Government has reiterated its call to all registered South Africans to head to the polls in their numbers on Monday, 1 November, to elect councillors for all district, metropolitan and local municipalities in each of the country’s nine provinces.
Monday marks the sixth municipal elections held in South Africa since the end of apartheid in 1994, as municipal elections are held every five years.
Speaking to SAnews, Government Communication and Information System (GCIS) Director General, Phumla Williams, described elections as a way of celebrating the democracy that was attained in 1994 and it remains a journey that keeps being enriched by South Africa’s non-racial society exercising their democratic right to choose who should lead them.
The Director-General said that government is pleased that through the IEC it has been able to consistently make sure that it doesn’t fail the people of South Africa, by ensuring that every five years the public gets an opportunity to reflect on the leaders that were in place and what they want going forward.
“Voting is our democratic right. Our forefathers never enjoyed the right to choose who they should appoint or elect as their leader. We urge all South Africans to go out in their numbers and exercise this democratic right.
“To those who feel despondent, we say to you voting matters. Do not sit at home and deprive yourself the right to be a citizen of this country. A citizen who can bring about change as elections are about change. Elections are about somebody reflecting whether the previous leadership represented them. This is your right to correct and elect leadership that you think will do the right thing,” Williams said.
Government has also encouraged first time voters to go out in their numbers and vote as the future of the country lies in their hands.
Williams told SAnews that it was important for a first time voter to ensure that their voice was heard during these local government elections.
“The future belongs to the young and for me as a young person you still have a whole decade ahead of you and you want to inherit the government that you envisage. It is important as a young person to start taking an interest in who is going to govern this country, the country that you want to live in, the country that you want to have a future in,” she said.
She added that young people owe it to those who died to achieve this democracy to flock to the voting stations on Monday.
“The future is in your hands. You have to participate.
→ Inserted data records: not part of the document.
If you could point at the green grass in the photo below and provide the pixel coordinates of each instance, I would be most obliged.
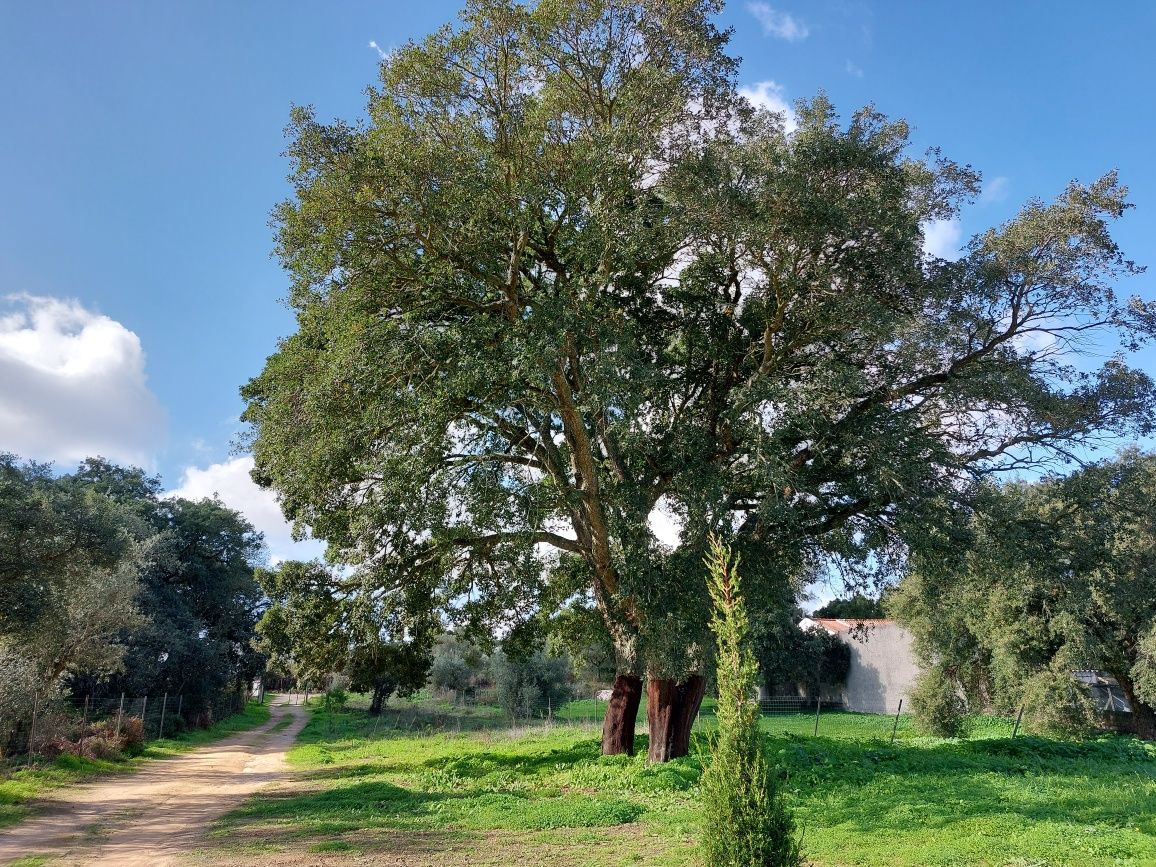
(20, 786)
(546, 793)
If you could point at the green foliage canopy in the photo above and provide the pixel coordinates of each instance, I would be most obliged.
(1059, 575)
(565, 274)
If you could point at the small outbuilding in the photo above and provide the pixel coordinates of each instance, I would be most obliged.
(883, 665)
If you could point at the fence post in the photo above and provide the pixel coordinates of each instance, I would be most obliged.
(31, 734)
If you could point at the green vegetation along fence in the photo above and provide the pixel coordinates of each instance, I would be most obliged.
(54, 724)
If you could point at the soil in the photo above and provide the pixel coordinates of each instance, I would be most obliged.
(158, 814)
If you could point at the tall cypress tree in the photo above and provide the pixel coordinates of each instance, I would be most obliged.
(745, 822)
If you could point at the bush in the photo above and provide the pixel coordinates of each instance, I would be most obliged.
(450, 672)
(936, 704)
(1056, 705)
(531, 687)
(132, 733)
(745, 822)
(335, 698)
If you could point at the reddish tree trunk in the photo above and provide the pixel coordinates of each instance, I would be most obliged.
(619, 726)
(671, 711)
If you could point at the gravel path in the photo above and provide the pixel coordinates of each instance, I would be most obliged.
(161, 812)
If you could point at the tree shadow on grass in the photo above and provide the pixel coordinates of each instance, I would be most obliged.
(379, 803)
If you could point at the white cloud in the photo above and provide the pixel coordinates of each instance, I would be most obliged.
(779, 24)
(232, 486)
(941, 238)
(73, 385)
(665, 524)
(994, 190)
(769, 95)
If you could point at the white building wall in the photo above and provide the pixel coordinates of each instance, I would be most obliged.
(883, 668)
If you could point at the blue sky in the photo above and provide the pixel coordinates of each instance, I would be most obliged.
(140, 155)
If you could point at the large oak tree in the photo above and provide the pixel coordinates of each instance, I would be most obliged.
(564, 275)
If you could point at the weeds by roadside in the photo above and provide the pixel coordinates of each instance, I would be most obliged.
(19, 785)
You can’t just be on the fence because this is your future,” she told SAnews.
Security measures in place
The Director-General said that South Africans are guaranteed a safe and peaceful election as government has security measures put in place.
“On Monday our security cluster led by Minister of Defence, Thandi Modise, held a media briefing and assured South Africans that police and soldiers will be deployed in making sure that a conducive environment exists come Election Day.
“You will find the voting stations properly secured and all we need is you to present yourself and exercise your right to vote in an environment that the security cluster has assured South Africans that they will protect,” Williams said.
Collect your ID campaign
In a bid to accommodate those who would like to collect their identity documents (IDs) to enable them to vote on Monday, Williams said that Home Affairs is running the “collect your ID campaign”.
She said that the department has even extended its operating hours in order to also enable even those who work to collect their IDs.
“A number of South Africans may have either lost their ID or misplaced it. The Department of Home Affairs has extended operating hours so that whoever lost their ID is still able to go and collect.
“The other important matter is that a number of people have applied for their IDs but they have not collected them. This campaign by Home Affairs is to also appeal to those who may have registered or applied but have not collected their ID. The Home Affairs offices are open and we are urging that they go and collect,” she said.
With the elections taking place while the COVID-19 pandemic continues, government has urged all citizens to exercise the health protocols that are currently in place, such as the wearing of a face mask, practicing social distancing and sanitising their hands.
While citizens across the country will be heading to their respective voting stations, Williams said that she will also be casting her vote at Athlone Girls High School.
“I am going to vote and exercise my right. I am urging others to follow suite,” she said.